Many Australian retirees are cash-poor but asset-rich, meaning they have substantial equity in their homes, but limited cash in the bank.
Despite a record-high property market since the GFC and historically low interest rates, retirees are still reluctant to release the equity in their homes, according to the University of New South Wales (UNSW).
“While economic theory predicts that households would demand reverse mortgages to improve retirement funding, the take-up rates for reverse mortgages are low in Australia and internationally,” said senior research fellow at UNSW, Dr Katja Hanewald.
What is a reverse mortgage?
A reverse mortgage allows home owners to borrow money using the equity in their homes, including their principal place of residence, as security.

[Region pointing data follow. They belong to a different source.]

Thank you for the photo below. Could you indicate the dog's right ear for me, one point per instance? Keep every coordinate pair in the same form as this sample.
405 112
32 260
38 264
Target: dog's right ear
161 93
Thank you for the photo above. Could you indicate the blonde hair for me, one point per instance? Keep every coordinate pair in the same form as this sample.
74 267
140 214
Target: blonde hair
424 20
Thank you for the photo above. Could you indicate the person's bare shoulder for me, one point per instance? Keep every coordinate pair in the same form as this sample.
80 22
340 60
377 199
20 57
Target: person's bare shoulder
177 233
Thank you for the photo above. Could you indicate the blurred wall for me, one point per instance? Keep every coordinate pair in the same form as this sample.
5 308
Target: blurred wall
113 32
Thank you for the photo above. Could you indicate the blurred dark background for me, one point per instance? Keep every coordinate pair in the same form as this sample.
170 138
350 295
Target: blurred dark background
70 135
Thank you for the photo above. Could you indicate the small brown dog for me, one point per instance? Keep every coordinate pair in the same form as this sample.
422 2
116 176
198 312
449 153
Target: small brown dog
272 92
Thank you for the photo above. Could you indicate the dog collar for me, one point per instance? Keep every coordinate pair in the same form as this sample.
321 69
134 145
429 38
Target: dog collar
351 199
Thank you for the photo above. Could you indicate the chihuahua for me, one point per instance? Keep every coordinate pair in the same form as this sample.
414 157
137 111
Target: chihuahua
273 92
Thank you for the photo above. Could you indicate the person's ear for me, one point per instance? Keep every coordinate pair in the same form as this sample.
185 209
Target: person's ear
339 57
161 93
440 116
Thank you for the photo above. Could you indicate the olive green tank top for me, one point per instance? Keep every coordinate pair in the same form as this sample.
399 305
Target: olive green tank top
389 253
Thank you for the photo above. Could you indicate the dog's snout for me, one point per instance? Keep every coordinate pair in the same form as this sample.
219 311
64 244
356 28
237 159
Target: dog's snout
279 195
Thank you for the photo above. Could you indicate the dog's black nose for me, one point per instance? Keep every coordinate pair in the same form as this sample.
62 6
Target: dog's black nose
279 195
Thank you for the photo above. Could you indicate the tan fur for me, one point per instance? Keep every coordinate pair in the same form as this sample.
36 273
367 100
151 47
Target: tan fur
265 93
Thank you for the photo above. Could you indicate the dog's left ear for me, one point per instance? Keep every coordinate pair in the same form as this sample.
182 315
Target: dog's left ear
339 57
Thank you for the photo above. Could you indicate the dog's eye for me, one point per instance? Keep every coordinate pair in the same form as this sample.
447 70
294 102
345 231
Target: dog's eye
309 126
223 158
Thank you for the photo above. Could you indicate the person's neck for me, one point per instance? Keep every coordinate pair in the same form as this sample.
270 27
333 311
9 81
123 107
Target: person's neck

Home owners aren’t required to make repayments while they still live in their home. Interest is still charged as normal, but it can compound and be added to the outstanding loan balance.
Reverse mortgages are more popular with older home owners, because the loan must be repaid in full when the home is sold or moved out of, typically triggered when the home owner dies or moves into aged care.
According to ASIC, consumer demand for mortgages has gradually risen since the 2008 GFC, but most Australian consumers still have negative perceptions.
“A common view amongst retirees – and even many finance brokers and lenders – tends to be that equity release products take advantage of vulnerable elderly people, or that they are often used by family members to do so,” ASIC said in its 2018 review of reverse mortgage lending in Australia.
While fewer investors have taken up the opportunity to release the equity in their home domestically, internationally it has been used as a popular means of funding retirement.
Dr Joshua Funder, CEO and founder of Household Capital, said: “Overseas markets have been expanding rapidly to provide access to home equity to fund retirement.”
The corporate regulator has flagged the risk of elder abuse with reverse mortgage structures.
In a 2018 report, ASIC found that borrowers were on average 75 years or older when they took out a reverse mortgage, and the corporate regulator’s loan file identified 15 loan applications where a lender could have detected signs of abuse.
Signs included money being transferred to a non-borrower, the involvement of children in the application, file notes indicating abuse by a sibling of the borrower.